BRAMPTON, Ont. - Walter White is back for a few final episodes before — presumably — heading toward the light. Will he bring television along with him?
There was plenty of talk on the recent Television Critics Association press tour in Los Angeles about the upcoming "Breaking Bad" finale and about whether TV has become too dark.
"I can't imagine a protagonist darker than Walter White," said FX Network president John Landgraf. "The nuclear arms race for darkness is over."
Landgraf was half kidding. In a decade of programming FX, he's never ordered a scripted comedy or drama which didn't wind up with a mature audience rating. His network's No. 1 series is "Sons of Anarchy," one of the darkest, most violent shows on TV today. His "American Horror Story" is heading into a third season. He's just ordered US$100-million worth of programming to be shot in Canada, including "The Strain," a Toronto-based vampire saga. It won't be for kids: "What 'The Shield' did for cop shows," he says, "this will do for vampire shows."
Still, other network executives voiced the opinion at the annual summer gathering of critics that the pendulum may be swinging in a lighter direction. David Nevins, the president of Showtime network, told critics he sees the hero of his new drama "Ray Donovan" as more of "a guy in the middle," nowhere near as hair-trigger evil as serial killer Dexter Morgan, mob boss Tony Soprano or drug lord White.
"I sort of felt it was necessary to have a little bit of a correction of the pendulum swing back to the middle," Nevins told critics. "I don't think you can keep going further left of what Bryan Cranston is doing on 'Breaking Bad.'"
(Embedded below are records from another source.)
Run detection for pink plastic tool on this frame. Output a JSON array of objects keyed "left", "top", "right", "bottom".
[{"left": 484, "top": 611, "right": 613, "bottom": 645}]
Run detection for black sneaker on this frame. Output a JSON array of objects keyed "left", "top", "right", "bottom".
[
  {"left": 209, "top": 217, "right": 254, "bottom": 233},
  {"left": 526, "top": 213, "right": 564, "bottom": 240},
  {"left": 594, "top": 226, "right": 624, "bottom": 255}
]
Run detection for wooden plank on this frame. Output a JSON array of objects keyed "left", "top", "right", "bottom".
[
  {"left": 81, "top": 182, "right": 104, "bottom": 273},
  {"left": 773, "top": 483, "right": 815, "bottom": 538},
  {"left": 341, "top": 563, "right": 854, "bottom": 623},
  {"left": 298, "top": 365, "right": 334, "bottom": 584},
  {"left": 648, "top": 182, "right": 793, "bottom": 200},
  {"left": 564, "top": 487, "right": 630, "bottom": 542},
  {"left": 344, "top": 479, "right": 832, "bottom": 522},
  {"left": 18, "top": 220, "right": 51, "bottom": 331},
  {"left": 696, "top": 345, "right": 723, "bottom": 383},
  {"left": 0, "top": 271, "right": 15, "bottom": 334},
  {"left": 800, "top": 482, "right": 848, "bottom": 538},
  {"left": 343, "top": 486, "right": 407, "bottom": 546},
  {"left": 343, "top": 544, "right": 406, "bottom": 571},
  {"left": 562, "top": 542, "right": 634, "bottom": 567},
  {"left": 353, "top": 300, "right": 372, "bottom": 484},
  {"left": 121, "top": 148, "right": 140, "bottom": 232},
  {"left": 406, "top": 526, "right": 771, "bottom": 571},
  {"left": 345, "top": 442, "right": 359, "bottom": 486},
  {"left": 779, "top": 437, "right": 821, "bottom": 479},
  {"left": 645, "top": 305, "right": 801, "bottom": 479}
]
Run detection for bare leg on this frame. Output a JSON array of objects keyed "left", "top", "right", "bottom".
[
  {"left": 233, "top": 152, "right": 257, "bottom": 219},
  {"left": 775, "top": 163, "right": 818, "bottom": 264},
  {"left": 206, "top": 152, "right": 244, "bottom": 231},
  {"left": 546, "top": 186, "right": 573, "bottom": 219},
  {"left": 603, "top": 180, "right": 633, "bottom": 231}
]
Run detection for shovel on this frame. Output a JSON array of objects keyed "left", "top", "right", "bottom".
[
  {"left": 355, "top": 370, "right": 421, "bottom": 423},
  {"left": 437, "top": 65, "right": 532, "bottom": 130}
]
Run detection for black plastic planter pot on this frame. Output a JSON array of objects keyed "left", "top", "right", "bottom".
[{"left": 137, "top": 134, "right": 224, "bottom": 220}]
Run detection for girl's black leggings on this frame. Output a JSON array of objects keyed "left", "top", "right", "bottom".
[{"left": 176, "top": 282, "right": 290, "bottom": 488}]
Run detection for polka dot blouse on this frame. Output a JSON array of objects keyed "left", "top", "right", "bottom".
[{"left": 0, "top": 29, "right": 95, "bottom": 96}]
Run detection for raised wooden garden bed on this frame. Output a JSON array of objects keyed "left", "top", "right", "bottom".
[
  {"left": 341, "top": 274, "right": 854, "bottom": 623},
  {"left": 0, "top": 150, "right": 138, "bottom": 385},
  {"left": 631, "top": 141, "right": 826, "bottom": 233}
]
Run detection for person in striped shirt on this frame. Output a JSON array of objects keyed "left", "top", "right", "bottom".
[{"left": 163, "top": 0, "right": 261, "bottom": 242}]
Dark lead characters aren't just on cable. Kevin Bacon's grim serial killer drama "The Following" was one of the top new network shows last season in the U.S. and Canada. "Hannibal," a shot-in-Toronto prequel to "Silence of the Lambs," will be back on NBC. One of the most talked about shows for fall, NBC's "The Blacklist," stars James Spader ("Boston Legal") as a creepy and charming most-wanted criminal.
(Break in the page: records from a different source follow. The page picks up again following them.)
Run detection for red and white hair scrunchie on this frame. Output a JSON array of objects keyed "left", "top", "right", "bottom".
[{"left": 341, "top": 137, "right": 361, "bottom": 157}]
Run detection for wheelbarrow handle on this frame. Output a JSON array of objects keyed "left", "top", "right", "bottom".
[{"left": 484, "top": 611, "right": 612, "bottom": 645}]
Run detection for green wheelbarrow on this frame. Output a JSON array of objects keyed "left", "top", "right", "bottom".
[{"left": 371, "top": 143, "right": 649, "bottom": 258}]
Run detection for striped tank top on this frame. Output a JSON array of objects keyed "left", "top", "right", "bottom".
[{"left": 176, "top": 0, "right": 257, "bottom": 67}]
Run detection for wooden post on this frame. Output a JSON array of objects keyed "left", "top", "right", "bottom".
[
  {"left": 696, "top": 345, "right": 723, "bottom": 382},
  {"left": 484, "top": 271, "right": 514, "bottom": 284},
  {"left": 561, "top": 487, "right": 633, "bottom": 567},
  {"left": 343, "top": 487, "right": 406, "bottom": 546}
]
The business of pushing the boundaries of how "anti" a hero can be seems firmly entrenched. If there was any doubt, one need only look at the commercials which played through that final season premiere of "Breaking Bad."
Seen live, the Sunday night episode seemed part of some dark and relentless pop culture assault. The episode started with a recap showing the murder of a central character, shot dead in his car. At the first ad break, there was a commercial for the violent cartoon "Kick-Ass 2" followed by a spot promoting a video game rated M for mature. "I will become what you fear most," boomed a voice-over for "Tom Clancy's Splinter Cell Blacklist." "I will find you and I will silence you."
During the rest of the "Breaking Bad" episode, there were two ads in the Toronto market promoting a home security system, a plug for AMC's "Mob Week" and an ad for the upcoming movie "Paranoia." AMC also ran spots flagging their upcoming Detroit-based drama "Low Winter Sun," a series about murder and police corruption.
Scared yet? Basically there was plenty of proof that there are advertisers who welcome the opportunity to present products in a dark, scary TV environment.
Especially when viewers show up in record numbers. The season premiere of "Breaking Bad" drew 5.9 million U.S. viewers to AMC, a record audience for the series.
Still, even Morgan and White have their lighter moments. Peter Raymont, executive producer of CBC's "Cracked," says his drama about a special police crimes unit will have a lighter tone next season. The Toronto-based series returns Sept. 30 on CBC.
Raymont, who has sold the series to cable channel Reelz in the U.S. as well as to networks in France and Germany, says he got notes from the networks suggesting some season one episodes were too dark.
"It's always tricky when dealing with mental illness and mental health," says Raymont of "Cracked." His main character, Det. Aidan Black (David Sutcliffe), is dealing with post-traumatic stress disorder and many of the crimes he investigates involve people with mental illnesses or psychiatric disorders.
"I don't know if lighter is the right word, but I think it's important to leave people with a sense of hope," says Raymont.
The lightness is also achieved through the banter between Black and new character Dr. Clara Malone, played by Brooke Nevin, who brings a "light spirit" to the proceedings.
"There are definitely bits of angst and anguish in each episode, but at the end of the day there should also be a sense of resolution, of accomplishment and helping."
That might be too much to expect from Walter White, who seems headed for a Tony Soprano-style fade to black.
Bill Brioux is a freelance TV columnist based in Brampton, Ont.